Take a look in your favorite biochem text at the trans-ketolase reactions
of the Calvin cycle. In each of them, a phosphorylated sugar (of length
N, say) is cleaved by thiamine into a phosporylated sugar of length N-2.
The two carbon sugar remainder is bound to the thiamine. Then this two
carbon moiety is transfered to a second phosphorylated sugar, extending
its length from M (say) to M+2.
Your text can tell you all about the reaction mechanism. But I want to
call your attention to those phosphate groups on the sugars. They don't
participate in the reaction at all. Why are they there? Well, one can
certainly construct a rationalization of this. Perhaps the phosphates
assist in binding substrate to enzyme; or perhaps their charge serves to
prevent intermediate metabolites from escaping through the membrane.
However, I want to explain them the same way I explained carboxylate
groups in my previous posting. I claim that these phosphates are fossils
of the RNA world.
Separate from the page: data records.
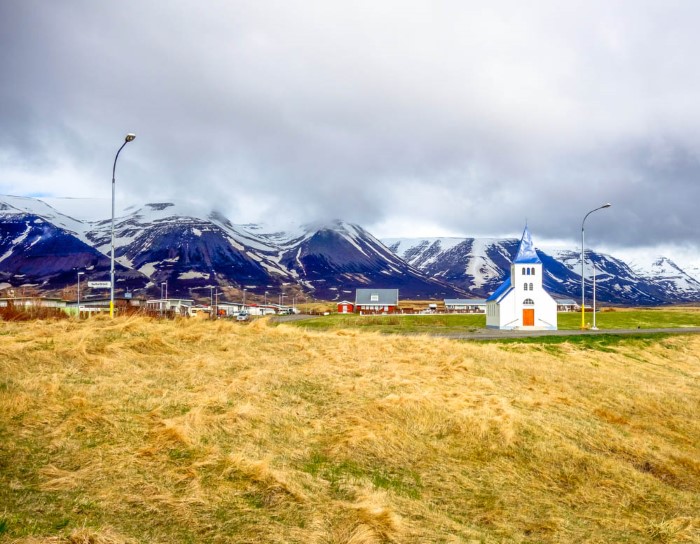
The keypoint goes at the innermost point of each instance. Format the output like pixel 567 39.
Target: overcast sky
pixel 410 118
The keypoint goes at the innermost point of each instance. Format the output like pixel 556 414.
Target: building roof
pixel 526 251
pixel 502 291
pixel 381 297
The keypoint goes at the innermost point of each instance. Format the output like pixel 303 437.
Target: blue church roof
pixel 526 251
pixel 502 290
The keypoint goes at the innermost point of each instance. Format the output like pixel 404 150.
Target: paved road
pixel 491 334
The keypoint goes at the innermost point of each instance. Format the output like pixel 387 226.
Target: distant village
pixel 366 302
pixel 520 302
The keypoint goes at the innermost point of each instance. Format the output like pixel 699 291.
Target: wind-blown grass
pixel 135 430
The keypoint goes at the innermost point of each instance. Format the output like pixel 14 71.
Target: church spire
pixel 526 251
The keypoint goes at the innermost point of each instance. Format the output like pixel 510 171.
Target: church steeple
pixel 526 251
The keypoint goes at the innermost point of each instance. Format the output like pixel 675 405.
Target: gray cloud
pixel 465 116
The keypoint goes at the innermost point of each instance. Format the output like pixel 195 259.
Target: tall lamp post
pixel 79 274
pixel 163 299
pixel 129 138
pixel 583 277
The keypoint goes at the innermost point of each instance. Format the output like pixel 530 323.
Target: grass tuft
pixel 136 430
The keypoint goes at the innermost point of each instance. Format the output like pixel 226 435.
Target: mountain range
pixel 192 254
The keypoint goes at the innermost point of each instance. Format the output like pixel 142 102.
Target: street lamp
pixel 79 274
pixel 583 278
pixel 162 300
pixel 216 306
pixel 129 138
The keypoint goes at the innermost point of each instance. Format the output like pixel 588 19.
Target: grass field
pixel 137 430
pixel 446 323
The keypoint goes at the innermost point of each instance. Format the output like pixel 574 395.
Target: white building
pixel 521 302
pixel 465 305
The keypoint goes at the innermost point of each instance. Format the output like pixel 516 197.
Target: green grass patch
pixel 397 324
pixel 598 342
pixel 633 319
pixel 447 323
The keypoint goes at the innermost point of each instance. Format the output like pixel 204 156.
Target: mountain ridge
pixel 194 251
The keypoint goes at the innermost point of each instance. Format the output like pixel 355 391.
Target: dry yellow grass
pixel 136 430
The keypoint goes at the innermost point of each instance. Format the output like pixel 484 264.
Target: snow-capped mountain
pixel 481 265
pixel 167 243
pixel 40 247
pixel 194 252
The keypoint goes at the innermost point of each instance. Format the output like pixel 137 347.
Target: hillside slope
pixel 132 430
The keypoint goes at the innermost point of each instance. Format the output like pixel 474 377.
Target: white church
pixel 521 302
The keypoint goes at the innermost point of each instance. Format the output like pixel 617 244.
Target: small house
pixel 465 305
pixel 346 307
pixel 377 301
pixel 521 301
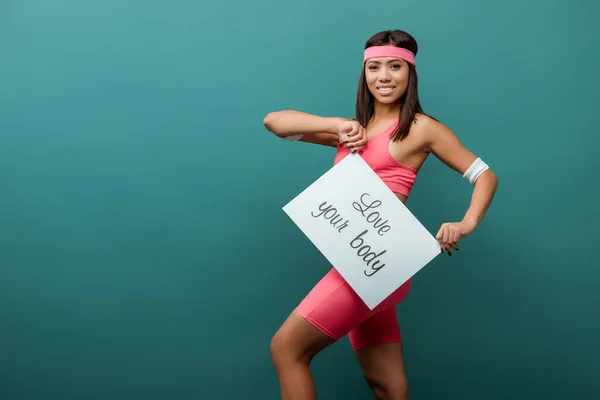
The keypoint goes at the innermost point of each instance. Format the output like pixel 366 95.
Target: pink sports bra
pixel 397 176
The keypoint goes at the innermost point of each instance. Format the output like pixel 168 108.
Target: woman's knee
pixel 282 348
pixel 390 389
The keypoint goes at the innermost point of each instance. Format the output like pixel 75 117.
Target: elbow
pixel 490 178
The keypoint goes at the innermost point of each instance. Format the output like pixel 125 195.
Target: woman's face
pixel 387 79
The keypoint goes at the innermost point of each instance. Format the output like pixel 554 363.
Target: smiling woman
pixel 394 137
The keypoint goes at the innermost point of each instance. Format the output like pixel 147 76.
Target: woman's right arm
pixel 291 124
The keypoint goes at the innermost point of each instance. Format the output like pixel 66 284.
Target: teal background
pixel 143 250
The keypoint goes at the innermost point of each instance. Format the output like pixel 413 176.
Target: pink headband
pixel 389 51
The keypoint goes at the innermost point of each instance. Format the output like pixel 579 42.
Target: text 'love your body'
pixel 366 208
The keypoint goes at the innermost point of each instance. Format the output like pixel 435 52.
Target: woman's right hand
pixel 352 134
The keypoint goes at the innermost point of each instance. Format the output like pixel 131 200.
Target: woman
pixel 394 136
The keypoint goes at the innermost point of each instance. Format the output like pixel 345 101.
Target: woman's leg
pixel 292 349
pixel 378 348
pixel 329 311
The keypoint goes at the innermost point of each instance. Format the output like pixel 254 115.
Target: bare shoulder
pixel 441 141
pixel 428 128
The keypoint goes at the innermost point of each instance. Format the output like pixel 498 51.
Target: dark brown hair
pixel 409 100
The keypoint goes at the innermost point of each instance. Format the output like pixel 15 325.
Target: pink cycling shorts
pixel 334 308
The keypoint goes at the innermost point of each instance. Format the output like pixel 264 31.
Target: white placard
pixel 363 229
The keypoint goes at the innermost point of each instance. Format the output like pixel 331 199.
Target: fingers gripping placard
pixel 362 228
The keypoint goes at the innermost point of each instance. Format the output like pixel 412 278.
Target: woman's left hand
pixel 451 232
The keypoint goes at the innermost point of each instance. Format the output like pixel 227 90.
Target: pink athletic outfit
pixel 332 306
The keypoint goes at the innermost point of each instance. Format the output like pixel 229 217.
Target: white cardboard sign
pixel 363 229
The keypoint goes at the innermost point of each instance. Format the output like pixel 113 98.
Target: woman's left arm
pixel 445 145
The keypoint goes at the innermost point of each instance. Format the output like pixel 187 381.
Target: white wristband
pixel 477 168
pixel 293 138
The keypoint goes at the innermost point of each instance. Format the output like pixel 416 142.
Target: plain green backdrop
pixel 143 250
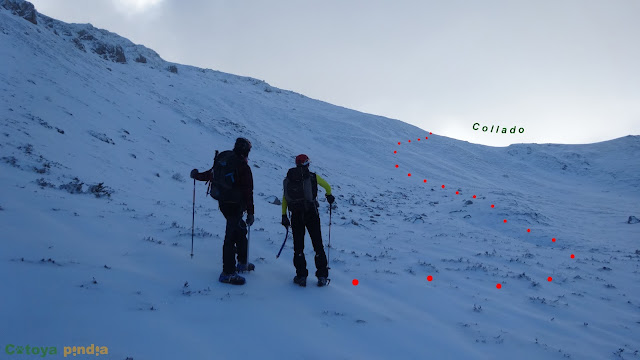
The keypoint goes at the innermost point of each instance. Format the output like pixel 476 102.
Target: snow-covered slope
pixel 109 265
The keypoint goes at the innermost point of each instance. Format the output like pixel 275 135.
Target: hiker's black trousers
pixel 235 237
pixel 311 220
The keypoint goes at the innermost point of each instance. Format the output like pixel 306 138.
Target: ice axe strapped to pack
pixel 224 177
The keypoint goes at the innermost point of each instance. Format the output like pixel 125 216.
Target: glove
pixel 285 221
pixel 330 198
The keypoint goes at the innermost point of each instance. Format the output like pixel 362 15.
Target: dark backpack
pixel 300 189
pixel 225 175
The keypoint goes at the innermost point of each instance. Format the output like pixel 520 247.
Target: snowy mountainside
pixel 95 212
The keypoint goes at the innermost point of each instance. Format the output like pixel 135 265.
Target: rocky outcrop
pixel 21 8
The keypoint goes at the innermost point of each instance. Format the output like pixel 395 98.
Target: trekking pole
pixel 193 216
pixel 329 250
pixel 285 241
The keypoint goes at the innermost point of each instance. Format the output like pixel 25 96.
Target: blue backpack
pixel 224 178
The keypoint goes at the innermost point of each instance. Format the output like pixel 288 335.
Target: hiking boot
pixel 245 267
pixel 233 278
pixel 300 280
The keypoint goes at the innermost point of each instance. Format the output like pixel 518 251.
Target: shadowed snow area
pixel 97 139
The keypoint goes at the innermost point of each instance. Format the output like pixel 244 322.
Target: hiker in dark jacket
pixel 300 196
pixel 235 238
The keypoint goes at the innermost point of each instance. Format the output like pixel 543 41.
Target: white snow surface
pixel 78 270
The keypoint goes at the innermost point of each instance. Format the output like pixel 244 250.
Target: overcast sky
pixel 566 71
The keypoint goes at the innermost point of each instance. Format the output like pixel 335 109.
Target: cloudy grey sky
pixel 566 71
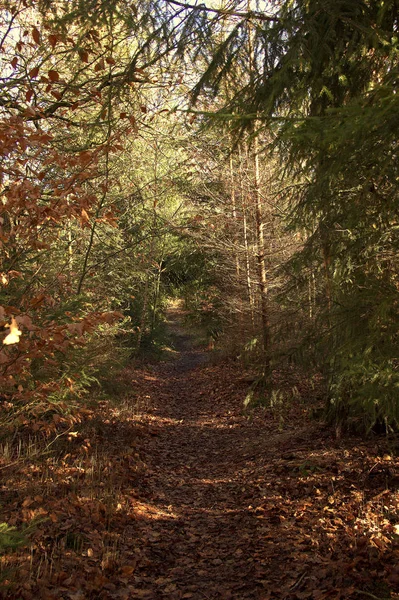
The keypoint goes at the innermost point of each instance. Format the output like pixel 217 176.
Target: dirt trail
pixel 232 508
pixel 172 492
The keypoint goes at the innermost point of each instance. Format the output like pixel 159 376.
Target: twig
pixel 370 595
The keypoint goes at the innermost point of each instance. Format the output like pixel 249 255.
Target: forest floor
pixel 177 492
In that world, they served as "handles".
So, if phosphates, like carboxylates, were handles, what were the
carriers? Two possibilities - the 5' end of an RNA macro-molecule, or
the 3' end of an RNA macro-molecule. I'll let you explore what this might
mean in the shikimate pathway and other pathways and reactions involving
sugar substrates. But I definitely want to call your attention to what it
means when the phosphorylated sugar is ribose and when the carrier is the
3' end of an RNA molecule. Notice that the ribose then has exactly the
same linkage as in nucleic acids. Is it possible that purine and
pyrimidine synthesis took place, not just on a PRPP template, but on an
RNA + phosphate + ribose template?
Having mentioned transketolase, I should also mention aldolase.
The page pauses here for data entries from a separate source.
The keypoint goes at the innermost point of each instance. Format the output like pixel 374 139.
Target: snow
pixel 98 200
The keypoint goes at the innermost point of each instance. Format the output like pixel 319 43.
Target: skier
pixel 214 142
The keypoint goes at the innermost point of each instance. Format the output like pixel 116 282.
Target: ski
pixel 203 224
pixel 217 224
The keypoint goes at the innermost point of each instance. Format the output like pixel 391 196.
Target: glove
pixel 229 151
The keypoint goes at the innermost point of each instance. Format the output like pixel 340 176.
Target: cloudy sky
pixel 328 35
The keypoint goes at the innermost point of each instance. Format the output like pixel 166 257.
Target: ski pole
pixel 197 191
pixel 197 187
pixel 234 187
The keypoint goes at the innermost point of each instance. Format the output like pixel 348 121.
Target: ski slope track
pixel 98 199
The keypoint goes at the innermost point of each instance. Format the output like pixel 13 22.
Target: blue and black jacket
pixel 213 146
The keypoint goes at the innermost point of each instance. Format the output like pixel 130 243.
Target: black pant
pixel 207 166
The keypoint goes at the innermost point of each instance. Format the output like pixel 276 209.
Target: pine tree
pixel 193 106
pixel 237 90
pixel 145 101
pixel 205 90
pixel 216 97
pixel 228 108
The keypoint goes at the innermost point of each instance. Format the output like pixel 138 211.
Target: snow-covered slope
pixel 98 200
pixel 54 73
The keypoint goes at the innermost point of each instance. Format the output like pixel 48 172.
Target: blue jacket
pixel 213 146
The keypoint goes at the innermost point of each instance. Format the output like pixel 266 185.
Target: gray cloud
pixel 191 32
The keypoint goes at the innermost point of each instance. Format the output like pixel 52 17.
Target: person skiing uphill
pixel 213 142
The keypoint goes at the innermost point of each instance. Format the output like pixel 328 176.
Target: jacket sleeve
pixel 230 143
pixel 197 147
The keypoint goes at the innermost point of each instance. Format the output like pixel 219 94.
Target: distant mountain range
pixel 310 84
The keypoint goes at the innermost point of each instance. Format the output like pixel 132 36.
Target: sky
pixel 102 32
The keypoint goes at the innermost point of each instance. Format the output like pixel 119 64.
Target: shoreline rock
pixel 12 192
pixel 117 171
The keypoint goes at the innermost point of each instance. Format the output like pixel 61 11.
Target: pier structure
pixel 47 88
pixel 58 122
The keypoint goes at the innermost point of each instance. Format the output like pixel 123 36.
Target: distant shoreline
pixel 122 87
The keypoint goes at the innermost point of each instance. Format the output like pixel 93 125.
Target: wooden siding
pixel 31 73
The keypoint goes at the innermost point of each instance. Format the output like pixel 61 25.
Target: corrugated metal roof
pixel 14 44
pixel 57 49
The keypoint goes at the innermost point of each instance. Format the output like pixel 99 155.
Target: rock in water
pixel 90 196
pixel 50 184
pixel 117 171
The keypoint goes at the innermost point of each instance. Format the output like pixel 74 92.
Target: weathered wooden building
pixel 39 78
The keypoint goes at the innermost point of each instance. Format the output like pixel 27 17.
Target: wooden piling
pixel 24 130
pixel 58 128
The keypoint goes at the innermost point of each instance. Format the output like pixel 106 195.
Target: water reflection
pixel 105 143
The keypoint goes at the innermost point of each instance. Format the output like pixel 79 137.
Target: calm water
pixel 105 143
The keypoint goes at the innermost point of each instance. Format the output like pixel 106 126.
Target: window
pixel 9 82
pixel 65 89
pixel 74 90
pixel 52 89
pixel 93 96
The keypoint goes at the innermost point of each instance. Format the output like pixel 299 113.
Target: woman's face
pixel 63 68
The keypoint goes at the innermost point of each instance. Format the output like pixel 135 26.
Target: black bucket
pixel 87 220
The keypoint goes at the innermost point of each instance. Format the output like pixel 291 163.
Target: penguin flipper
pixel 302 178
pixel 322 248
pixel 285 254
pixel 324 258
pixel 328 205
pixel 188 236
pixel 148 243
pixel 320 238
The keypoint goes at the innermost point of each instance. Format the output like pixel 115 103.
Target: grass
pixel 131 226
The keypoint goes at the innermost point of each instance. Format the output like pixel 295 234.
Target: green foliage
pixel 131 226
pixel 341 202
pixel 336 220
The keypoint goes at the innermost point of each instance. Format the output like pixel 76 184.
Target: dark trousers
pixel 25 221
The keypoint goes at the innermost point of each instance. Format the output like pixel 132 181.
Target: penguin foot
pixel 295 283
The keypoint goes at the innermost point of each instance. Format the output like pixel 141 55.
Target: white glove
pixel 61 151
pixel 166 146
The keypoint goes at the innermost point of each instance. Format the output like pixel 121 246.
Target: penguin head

There are two completely different enzyme families that catalyze this
reaction - interesting because it suggests that these enzymes were created
after the MRCA. But the function must have existed before the MRCA, in
fact, probably in the RNA world. In one of these two families, a lysine
group acts as a "coenzyme within the enzyme". I would suggest that in the
RNA world, this functional role was served by some other (less floppy)
amine - perhaps by pyridoxamine.
I would also note that in the aldolase reaction, there are two
phosphate handles and hence two carriers. If the reaction were to take
place on a sugar with only one handle, then we would have a simple soluble
organic intermediate metabolite, and I deny that such things existed in
the RNA world.
Slogan: Find the handles! Phosphates and carboxylates in modern
biochemistry are the fossils of carrier attachments in RNA world
biochemistry. If there are no handles, then the reaction is not
an RNA world reaction.
Is there any real conclusive evidence for this hypothesis? No, but I
think that if you look at enough biochemical reactions and pathways using
this point of view, the weight of the circumstantial evidence will begin
to seem overwhelming. In any case, I said at the outset of this series
of postings that my goal was not to convince anyone, but merely to
explain the viewpoint I have selected and to present some of my reasons
for adopting this viewpoint. Conclusive evidence for this model of
RNA world metabolism simply doesn't exist. But we have to work with some
kind of model - if only to have something that can be refuted by
contrary evidence that we are not aware of. Plus we need a model of
the RNA world if we are to have any chance of creating a model for
the world that preceeded it or a model of the origin of translation
and the transition to the modern world.
Progress in science is made by taking a bold, but risky, stance. I
think that one of the reasons J. T. Wong was unsuccessful in promoting
a theory similar to this one is that he tried to make his theory too
weak and too immune to contrary evidence. In fact, in many of his
papers, he didn't even mention the aspect that is central here -
that metabolism is hypothesized to have taken place on tRNA carriers.
Perhaps I have gone too far to the other extreme. Time will tell.